U2 premiered a new, Las Vegas-inspired song titled “Atomic City” during a surprise pop-up concert/music video shoot Saturday on Sin City’s Fremont Street.
Taking the stage two weeks before the band opens their U2 UV: Achtung Baby residency at the massive MSG Sphere, Bono and company performed the track a couple times during the show, which doubled as a music video shoot for the video’s rumored release later this month.
“Atomic City” takes its title from Las Vegas’ nickname during the days of nuclear bomb testing in the 1950s, when tourism spiked both from gambling and the ability to view the tests in the desert outskirts of the city. Bono described the track as a “rock n’ roll 45 [rpm single] in the tradition of late-Seventies post-punk, Blondie, the Clash.”
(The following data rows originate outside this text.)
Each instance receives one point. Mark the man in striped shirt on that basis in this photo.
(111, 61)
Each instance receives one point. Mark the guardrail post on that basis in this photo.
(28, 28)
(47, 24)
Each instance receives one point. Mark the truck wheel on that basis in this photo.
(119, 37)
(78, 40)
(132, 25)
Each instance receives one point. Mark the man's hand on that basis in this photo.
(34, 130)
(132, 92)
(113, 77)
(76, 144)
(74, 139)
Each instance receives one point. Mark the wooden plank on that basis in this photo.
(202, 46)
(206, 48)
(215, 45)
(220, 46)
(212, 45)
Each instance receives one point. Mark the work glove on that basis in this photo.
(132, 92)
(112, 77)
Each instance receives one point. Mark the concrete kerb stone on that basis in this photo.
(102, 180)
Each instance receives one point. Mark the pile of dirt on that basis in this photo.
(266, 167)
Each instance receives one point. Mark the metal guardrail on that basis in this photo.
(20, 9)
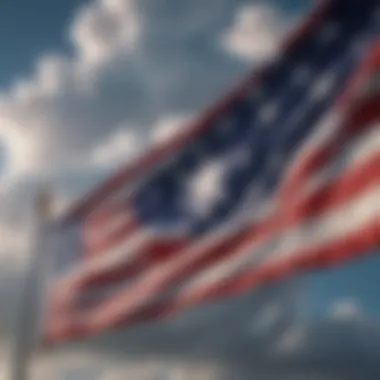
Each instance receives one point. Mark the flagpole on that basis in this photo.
(27, 328)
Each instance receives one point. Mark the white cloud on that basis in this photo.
(346, 309)
(104, 28)
(169, 126)
(53, 117)
(291, 340)
(120, 147)
(255, 33)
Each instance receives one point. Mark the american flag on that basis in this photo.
(279, 176)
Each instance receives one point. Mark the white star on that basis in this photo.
(268, 112)
(205, 188)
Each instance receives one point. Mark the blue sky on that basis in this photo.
(85, 86)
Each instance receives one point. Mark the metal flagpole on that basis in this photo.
(30, 307)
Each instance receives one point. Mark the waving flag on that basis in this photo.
(280, 176)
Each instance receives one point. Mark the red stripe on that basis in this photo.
(95, 247)
(353, 246)
(357, 113)
(360, 118)
(149, 160)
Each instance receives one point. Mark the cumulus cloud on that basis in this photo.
(132, 64)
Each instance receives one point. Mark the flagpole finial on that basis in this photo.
(44, 202)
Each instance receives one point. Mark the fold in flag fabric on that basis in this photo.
(281, 176)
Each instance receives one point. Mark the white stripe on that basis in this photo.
(101, 231)
(314, 233)
(123, 252)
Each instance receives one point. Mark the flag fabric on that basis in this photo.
(281, 176)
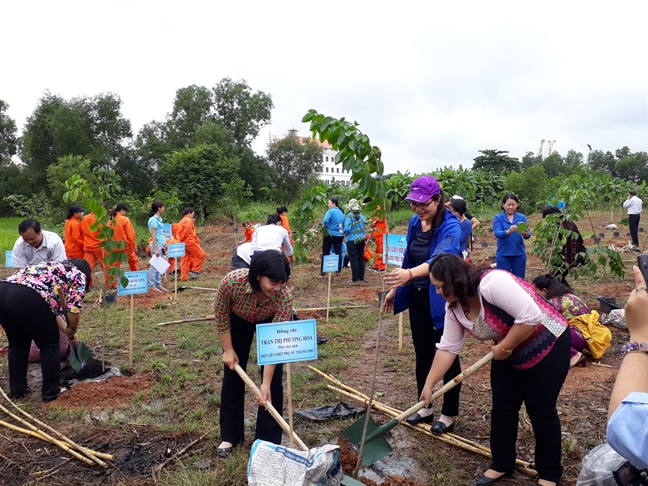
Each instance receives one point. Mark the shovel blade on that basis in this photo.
(375, 448)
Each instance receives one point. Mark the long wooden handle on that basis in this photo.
(445, 388)
(280, 420)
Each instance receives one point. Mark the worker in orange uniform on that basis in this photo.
(192, 262)
(282, 211)
(92, 252)
(72, 233)
(124, 231)
(248, 231)
(379, 229)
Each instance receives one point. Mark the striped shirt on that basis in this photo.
(235, 294)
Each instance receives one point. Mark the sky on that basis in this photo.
(430, 82)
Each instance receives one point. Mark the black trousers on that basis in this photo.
(25, 316)
(633, 223)
(538, 387)
(335, 242)
(233, 391)
(355, 250)
(425, 337)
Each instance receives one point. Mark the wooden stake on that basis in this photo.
(290, 420)
(400, 333)
(85, 450)
(130, 352)
(328, 298)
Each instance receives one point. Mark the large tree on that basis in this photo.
(296, 161)
(200, 176)
(240, 110)
(496, 161)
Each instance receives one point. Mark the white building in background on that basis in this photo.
(330, 172)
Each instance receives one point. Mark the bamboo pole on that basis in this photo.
(521, 466)
(78, 447)
(43, 436)
(364, 398)
(182, 321)
(51, 439)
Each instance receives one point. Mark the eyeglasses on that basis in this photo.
(416, 206)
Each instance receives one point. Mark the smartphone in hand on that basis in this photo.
(642, 263)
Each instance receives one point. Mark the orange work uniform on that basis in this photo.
(92, 252)
(286, 226)
(73, 238)
(124, 231)
(194, 255)
(379, 230)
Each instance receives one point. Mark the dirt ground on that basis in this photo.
(137, 448)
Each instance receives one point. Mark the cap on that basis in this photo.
(423, 188)
(353, 205)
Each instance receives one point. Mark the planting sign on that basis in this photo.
(286, 342)
(395, 246)
(137, 283)
(168, 233)
(331, 263)
(176, 250)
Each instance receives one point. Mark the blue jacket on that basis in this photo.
(513, 244)
(444, 240)
(354, 229)
(333, 218)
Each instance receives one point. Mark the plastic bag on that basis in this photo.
(599, 466)
(274, 465)
(615, 318)
(326, 412)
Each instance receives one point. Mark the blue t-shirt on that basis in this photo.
(333, 219)
(420, 252)
(354, 229)
(466, 231)
(156, 222)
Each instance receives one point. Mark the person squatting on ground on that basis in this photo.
(354, 231)
(623, 461)
(35, 245)
(531, 360)
(35, 303)
(158, 243)
(72, 233)
(511, 252)
(334, 223)
(634, 205)
(573, 253)
(123, 231)
(244, 299)
(272, 236)
(192, 262)
(433, 229)
(586, 331)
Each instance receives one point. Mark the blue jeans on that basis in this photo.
(155, 277)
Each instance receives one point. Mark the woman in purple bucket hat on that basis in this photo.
(433, 229)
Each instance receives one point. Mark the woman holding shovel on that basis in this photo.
(432, 230)
(531, 357)
(35, 303)
(245, 298)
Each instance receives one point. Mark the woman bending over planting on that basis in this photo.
(531, 348)
(245, 298)
(35, 303)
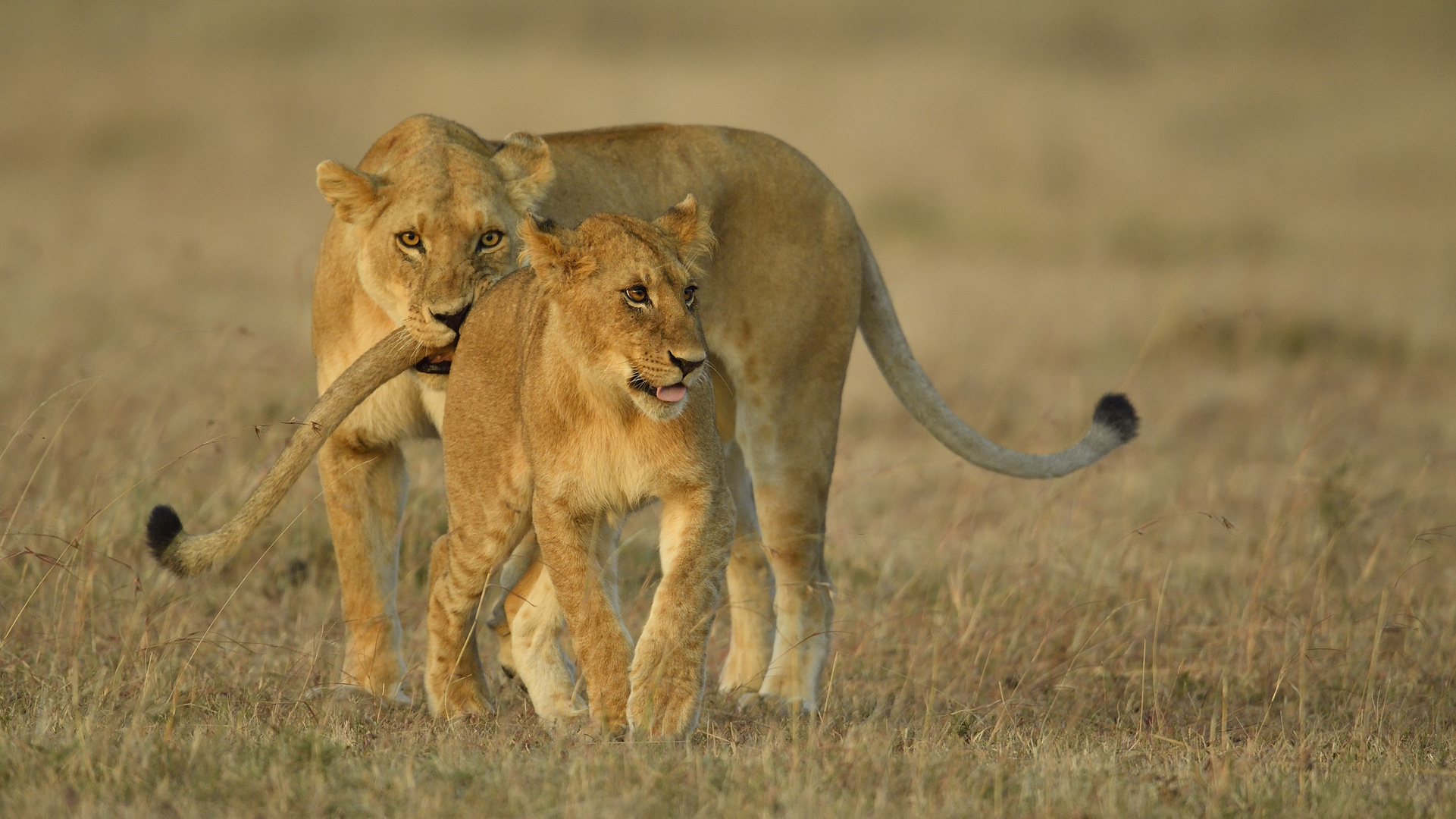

During the pop-up concert, Bono noted how the band previously “performed” on Fremont Street: They filmed their “I Still Haven’t Found What I’m Looking” video along the same road in April 1987 when The Joshua Tree Tour brought them to Las Vegas; acknowledging their history on Fremont Street, U2 also performed their stripped-down Songs of Surrender rendition of that song during the pop-up show.
Notably, the video shoot featured the band accompanied by drummer Larry Mullen Jr., who will not be partaking in the MSG Sphere residency while he continues his recovery from back surgery; for the U2 UV: Achtung Baby shows, Dutch drummer Bram van den Berg will serve as his replacement.
“The four of us recorded the song. Sadly, Larry Mullen Jr. won’t be with us at the Sphere,” Bono told the crowd, the Las Vegas Review-Journal reported. “He doesn’t listen to doctor’s orders. Neither do many of us. But he is here tonight … Give it up for Larry Mullen Jr.!”
The group will kick off its residency on Sept. 29, with additional shows taking place on Sept. 30 and Oct. 5, 7, and 8. One day after the residency was announced, seven more concerts were scheduled throughout October. And a few weeks later, eight more shows were added in December, when the residency – as of now – comes to an end.
“My hope is that this will be a kind of quantum leap forward in the sense of what a concert can be,” the Edge previously told Rolling Stone of the Sphere shows.